The Kentucky Derby has been described as the most exciting two minutes in sports for over 100 years. In that time, millions of people have witnessed horse racing history unfold before their eyes creating lasting memories that will never fade. Dozens of traditions have been born from the Kentucky Derby, many of which are still practiced and observed today. But where did they all begin, and why do we continue to do them? Below are some of the most famous Derby traditions and their history.
The Garland of Roses
Everyone likes receiving a bouquet of roses, but a garland of roses is even more extravagant. Awarded to the Derby winner, the garland of roses tradition began in 1904 when the rose became the official Derby flower. Its place in Derby had been solidified when Bill Corum, sports columnist referred to the Kentucky Derby as the “Run for the Roses.”

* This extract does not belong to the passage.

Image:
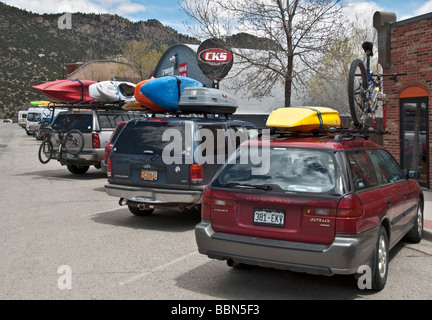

For nearly a centruy, the mint julep has been the official drink of Derby watchers. Now, about 120,000 mint juleps are preapred and served over the two day derby period, adding up to 1,000 pounds of mint, 10,000 bottles of Early Times Mint Julep Ready-to-Serve Cocktail and 60,000 pounds of ice. The classic, but simple recipe has remained the same for this time-honored drink.
My Old Kentucky Home
Kentucky’s State song is memorialized every year at the Derby, and is preformed and played several times throughout out the race days. Since 1936, the song has been regularly performed by the University of Louisville marching band. The song is played as the horses take their starting gates before the race begins, building up pride and tension for the coming race.
The 2012 Kentucky Oaks and Derby takes place on May 4th and 5th and is sure to be packed full with classic traditions. A family trip to the Derby is a guaranteed to be an unforgettable experience, beginning on April 28 and building up all week for the race. At the Kentucky Derby, there is something for everyone. The two sides of the infield for young adults and families, Millionaires Row for visiting celebrities, and pretty much everything in between.